潜在患者数は約800万人にものぼるといわれる「ドライアイ」。その疾患に着目し、日本初のドライアイに起因する角結膜上皮障害治療薬「ヒアレイン」(一般名:ヒアルロン酸ナトリウム)を発売した参天製薬は、「世の中ではまだドライアイが正しく理解がされていない」という課題に直面していた。ドライアイの認知・理解を高め、適切な治療を受けてもらいたい。共通の想いを持つドクターとともに、全社で取り組んだ疾患啓発活動に迫る。

潜在患者数が約800万人にものぼる現代病。「ドライアイ」の認知度が低い現状を変えたい。

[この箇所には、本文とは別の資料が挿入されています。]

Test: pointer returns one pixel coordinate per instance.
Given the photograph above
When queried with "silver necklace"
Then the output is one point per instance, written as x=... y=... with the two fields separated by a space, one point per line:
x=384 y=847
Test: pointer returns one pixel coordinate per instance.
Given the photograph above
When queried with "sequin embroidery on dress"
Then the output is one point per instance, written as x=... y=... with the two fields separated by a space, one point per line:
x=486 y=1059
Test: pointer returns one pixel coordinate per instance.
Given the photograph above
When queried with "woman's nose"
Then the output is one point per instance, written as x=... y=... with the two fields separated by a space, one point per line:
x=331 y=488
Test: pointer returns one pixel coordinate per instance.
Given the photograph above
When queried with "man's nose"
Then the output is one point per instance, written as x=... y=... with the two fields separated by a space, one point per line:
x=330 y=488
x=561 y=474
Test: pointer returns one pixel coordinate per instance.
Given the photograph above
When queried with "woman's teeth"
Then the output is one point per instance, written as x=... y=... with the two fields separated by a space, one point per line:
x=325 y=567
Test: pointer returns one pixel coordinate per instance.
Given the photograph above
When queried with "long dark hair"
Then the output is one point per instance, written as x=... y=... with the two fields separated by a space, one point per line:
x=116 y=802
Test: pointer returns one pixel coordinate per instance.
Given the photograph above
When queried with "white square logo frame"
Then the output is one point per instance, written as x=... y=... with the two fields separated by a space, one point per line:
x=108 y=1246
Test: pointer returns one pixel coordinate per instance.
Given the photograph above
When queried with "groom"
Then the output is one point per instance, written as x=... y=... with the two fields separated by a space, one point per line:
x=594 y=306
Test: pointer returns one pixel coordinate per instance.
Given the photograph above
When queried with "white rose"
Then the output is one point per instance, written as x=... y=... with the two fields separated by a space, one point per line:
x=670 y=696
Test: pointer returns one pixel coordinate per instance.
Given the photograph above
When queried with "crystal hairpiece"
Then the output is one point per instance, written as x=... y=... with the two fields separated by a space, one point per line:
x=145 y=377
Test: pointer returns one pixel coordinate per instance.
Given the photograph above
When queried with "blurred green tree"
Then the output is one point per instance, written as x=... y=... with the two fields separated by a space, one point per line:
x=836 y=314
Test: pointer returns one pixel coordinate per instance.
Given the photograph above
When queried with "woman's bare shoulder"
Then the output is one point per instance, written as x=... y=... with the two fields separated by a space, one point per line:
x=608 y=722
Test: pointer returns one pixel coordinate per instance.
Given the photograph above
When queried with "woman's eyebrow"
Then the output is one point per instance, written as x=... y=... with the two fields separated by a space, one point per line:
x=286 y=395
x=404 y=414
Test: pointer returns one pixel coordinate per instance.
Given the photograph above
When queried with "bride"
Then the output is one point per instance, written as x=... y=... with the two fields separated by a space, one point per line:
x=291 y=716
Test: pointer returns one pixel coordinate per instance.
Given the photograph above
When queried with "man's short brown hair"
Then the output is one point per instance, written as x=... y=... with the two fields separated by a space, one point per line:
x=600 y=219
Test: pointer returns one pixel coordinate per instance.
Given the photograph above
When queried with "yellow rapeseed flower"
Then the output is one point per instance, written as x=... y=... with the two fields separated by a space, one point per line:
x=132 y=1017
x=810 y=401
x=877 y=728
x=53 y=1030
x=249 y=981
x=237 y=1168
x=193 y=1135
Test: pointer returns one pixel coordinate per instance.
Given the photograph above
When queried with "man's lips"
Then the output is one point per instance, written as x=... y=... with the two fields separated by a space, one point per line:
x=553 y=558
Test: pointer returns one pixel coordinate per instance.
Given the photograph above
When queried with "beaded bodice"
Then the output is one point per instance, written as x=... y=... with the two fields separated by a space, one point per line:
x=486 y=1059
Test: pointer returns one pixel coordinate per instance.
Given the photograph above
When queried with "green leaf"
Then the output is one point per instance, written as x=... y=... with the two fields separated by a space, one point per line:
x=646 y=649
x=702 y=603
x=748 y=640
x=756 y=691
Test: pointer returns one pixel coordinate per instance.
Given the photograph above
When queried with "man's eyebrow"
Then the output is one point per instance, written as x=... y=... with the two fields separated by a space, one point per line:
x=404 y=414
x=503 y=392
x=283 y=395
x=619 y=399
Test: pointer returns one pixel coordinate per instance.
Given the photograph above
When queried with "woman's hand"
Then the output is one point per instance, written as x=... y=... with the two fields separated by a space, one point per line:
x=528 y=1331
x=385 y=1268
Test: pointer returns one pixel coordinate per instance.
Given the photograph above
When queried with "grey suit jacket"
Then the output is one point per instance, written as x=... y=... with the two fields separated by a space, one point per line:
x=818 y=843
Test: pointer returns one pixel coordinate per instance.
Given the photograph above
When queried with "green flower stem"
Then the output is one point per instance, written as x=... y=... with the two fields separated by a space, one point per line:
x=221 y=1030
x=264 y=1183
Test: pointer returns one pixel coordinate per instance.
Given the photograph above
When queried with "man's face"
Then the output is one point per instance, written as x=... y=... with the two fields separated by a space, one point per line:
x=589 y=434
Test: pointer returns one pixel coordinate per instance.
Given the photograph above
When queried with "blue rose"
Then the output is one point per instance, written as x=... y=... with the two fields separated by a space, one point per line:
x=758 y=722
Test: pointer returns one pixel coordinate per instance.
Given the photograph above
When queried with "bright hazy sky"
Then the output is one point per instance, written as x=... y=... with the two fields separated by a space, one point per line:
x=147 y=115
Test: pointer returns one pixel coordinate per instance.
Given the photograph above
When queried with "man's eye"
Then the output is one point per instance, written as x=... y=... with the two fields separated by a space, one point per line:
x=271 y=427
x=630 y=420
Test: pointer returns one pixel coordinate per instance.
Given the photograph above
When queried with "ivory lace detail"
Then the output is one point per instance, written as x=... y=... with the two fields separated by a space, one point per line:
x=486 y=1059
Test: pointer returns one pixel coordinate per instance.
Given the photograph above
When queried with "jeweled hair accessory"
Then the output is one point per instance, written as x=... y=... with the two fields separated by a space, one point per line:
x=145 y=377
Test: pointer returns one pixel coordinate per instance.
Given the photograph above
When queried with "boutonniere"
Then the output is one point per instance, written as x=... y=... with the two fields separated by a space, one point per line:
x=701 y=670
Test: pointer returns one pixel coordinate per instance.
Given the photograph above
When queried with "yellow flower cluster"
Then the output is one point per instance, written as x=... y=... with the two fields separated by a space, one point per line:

1985年ごろに日本に疾患の概念が導入された「ドライアイ」。潜在患者数は全国で約800万人にのぼるが、実際に医療機関で治療を受けているのは推定200万人に過ぎないといわれている。また、近年はパソコンや携帯電話の普及、コンタクトレンズ装用者、高齢者数の増加に伴い、ドライアイの潜在患者数はますます拡大すると予想されている。
ドライアイという言葉自体はメディアなどを通じて一般の人たちに認知される一方で、「ドライアイは病気である」という意識が低く、その症状が軽視される傾向にあり、疾患への対処は患者さん一人ひとりの自己判断で行われるという現状があった。
患者さんがドライアイを正しく理解し、治療を受けていただくにはこのままではいけない。「目に特化するスペシャリティ・カンパニーだからこそしなければいけない活動をしよう」と、全社をあげた一大プロジェクトがはじまった。

ドライアイとは

さまざまな要因による涙液および角結膜上皮の慢性疾患であり、眼不快感や視機能異常を伴う疾患。 涙には異物侵入を阻止するほか、眼球表面の水分の蒸発を防止する役割がある。涙の量が不足すると、この役割を十分に果たせなくなり、ドライアイの症状が引き起こされる。涙が一定量ある場合でも、「ムチン層」や「油層」に異常が生じると、眼球表面を涙で覆うことができなくなり、ドライアイの一因となる。